How do microphones work to translate vibration of air into an electrical voltage that changes in time? The lover’s phone, then the carbon microphone, then it gets modern.
Can someone research the technical specs of microphones? What is a “frequency response curve”? What would it be for a high quality studio microphone, versus various types of smartphones?
32.5. What is music
An art form whose medium is sound. Music uses modulations of pitch and amplitude to achieve aesthetical effects.
Discuss some concepts like stereo.
Interesting definitions of “music” proposed by students:
“A sound that is pleasant, has many different …, and doesn’t have to be liked by everyone.”
and
“Many frequencies that move together in a pattern that makes it pleasant to hear.”
32.6. Understanding what we plot in an amplitude plot
Make the following simple plot:
$ gnuplot
gnuplot> plot sin(x)
That shows a basic \(sin()\) wave, but it does not connect to the physical quantities involved. To see how frequency might enter the picture try this out:
gnuplot> A = 2.5 # amplitude of 2.5
gnuplot> freq_hz = 440 # 440 hertz - a middle A frequency
gnuplot> set xlabel 'time'
gnuplot> set ylabel 'amplitude'
gnuplot> plot A * sin(2 * pi * freq_hz * x)
This frequency is rather high, so the plot not really showing enough information. To see a bit more you can make the gnuplot sampling higher:
gnuplot> set samples 10000
gnuplot> plot A * sin(2 * pi * freq_hz * x)
Clearly we have to zoom in. To show just a few full periods of the wave let us restrict the domain:
gnuplot> plot [-0.01:0.01] A * sin(2 * pi * freq_hz * x)
Now we are ready to talk about how to read those axes. Look for the period, understand how the amplitude, frequency, and period appear on it. Discuss why the \(2 \pi\) is in there.
32.7. How does the GNU/Linux microphone work?

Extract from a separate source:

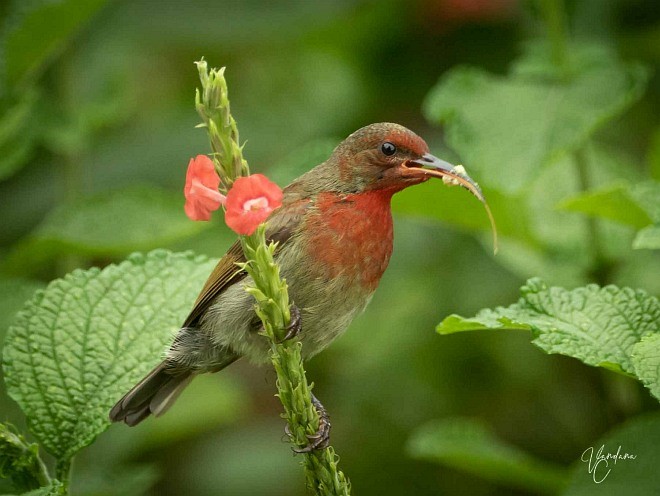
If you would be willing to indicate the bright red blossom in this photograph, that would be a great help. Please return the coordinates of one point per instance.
(201, 190)
(250, 201)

We will use the programs rec
and play
, both of which are part
of the sox package in most distributions.. rec
will record a
sound, and play
will play it back.
As we saw in Section 6, you can invoke them like this:
rec myvoice.dat
then speak in to it, or play some music in to it, and hit control-C after just a couple of seconds.
You can play it back with
play myvoice.dat
If you list your directory you will find that the file myvoice.dat has been created, and it has three columns: time, left channel, right channel.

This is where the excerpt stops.